BRENDAN MICHAL HESHKA & MARGAUX SCHWARZ

BIO
Brendan Michal Heshka defines his work as Post Conceptual art, focusing on performativity and scenography in the field of visual arts. In one of his most extensive projects, The Psychosculpture, Heshka takes Psychoanalysis away from the field of the pseudo sciences and re contextualizes it in the domain of art. The work materializes in the form of private sessions with the project’s participants, installations that perform as the physical apparatus of the conversational art moments, objects and images born of the practice that feed back into the work as spatial elements and forms that can play specific roles in activating the process. In effect The Psychosculpture is a long term art work that develops as a unique mode of art therapy or therapy art.

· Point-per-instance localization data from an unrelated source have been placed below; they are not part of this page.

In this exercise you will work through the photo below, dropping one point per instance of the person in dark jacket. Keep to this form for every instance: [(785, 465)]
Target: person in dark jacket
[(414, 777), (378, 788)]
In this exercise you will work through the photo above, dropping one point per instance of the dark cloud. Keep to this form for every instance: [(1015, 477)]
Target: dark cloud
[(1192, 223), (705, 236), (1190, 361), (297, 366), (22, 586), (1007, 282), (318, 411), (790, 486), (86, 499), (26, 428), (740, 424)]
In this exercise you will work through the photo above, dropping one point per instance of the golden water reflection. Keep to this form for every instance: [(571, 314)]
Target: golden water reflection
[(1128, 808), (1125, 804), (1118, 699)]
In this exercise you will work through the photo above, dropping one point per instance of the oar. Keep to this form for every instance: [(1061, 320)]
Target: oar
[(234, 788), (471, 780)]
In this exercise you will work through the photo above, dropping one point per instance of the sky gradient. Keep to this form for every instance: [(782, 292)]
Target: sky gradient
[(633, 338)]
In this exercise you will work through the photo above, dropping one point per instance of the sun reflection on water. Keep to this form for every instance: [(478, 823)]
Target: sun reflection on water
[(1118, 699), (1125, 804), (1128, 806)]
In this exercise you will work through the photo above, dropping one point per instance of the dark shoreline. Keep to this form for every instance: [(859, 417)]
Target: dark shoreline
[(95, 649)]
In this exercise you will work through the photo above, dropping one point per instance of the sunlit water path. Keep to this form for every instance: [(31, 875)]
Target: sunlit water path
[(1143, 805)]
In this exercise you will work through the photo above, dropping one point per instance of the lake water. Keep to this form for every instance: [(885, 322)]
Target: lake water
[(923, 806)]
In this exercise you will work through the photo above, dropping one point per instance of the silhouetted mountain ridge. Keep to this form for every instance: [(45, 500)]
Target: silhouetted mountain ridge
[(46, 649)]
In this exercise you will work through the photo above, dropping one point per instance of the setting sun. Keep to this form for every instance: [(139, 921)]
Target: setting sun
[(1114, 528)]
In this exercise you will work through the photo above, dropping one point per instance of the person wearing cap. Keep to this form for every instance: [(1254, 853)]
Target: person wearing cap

Margaux Schwarz explores the sculptural nature of human relationships. She considers the medium of sculpture as a field of physical, perceptive, psychological and social research. Her works appear as documentaries, fictions, and material abstractions in the realm of the strange, singular and symbolic, simultaneously veiling and revealing Schwarz’ concrete abilities into the uncanny. Schwarz’ art practice coincides with her professional practice of hosting private consultations with the public and her natural ability as a psychic medium, an exceptional gift that runs through the feminine line of her family. Schwarz sees her art works as (journeys in the change of) states, whether open, sealed, moving, still, forms that always question the proposed distances between one another.
FRAME OF RESEARCH
The project proposes an experimental space between a practicing cabinet/office and an artist’s studio. A territory between construction and exercise (a bringing into action), the space is made and develops through the different needs of what each of these artist’s practices gather, call, reveal, and require. Working to develop practical tools, forms as tools, and tools as forms from the moments of the actual performance of their conversational work done in reality with its participants. Through the creation of this space of potentials, its objects, forms, images, furnitures, bodies, minds and relations, the studio becomes a physical apparatus that functions as a knowledge producing forum between the one and the other. Heshka and Schwarz each having developed a unique mode of grounding private conversational sessions that explore the realities, narratives, conflicts, philosophies, etc., between the self and the other in the magical arena of the imaginative mind.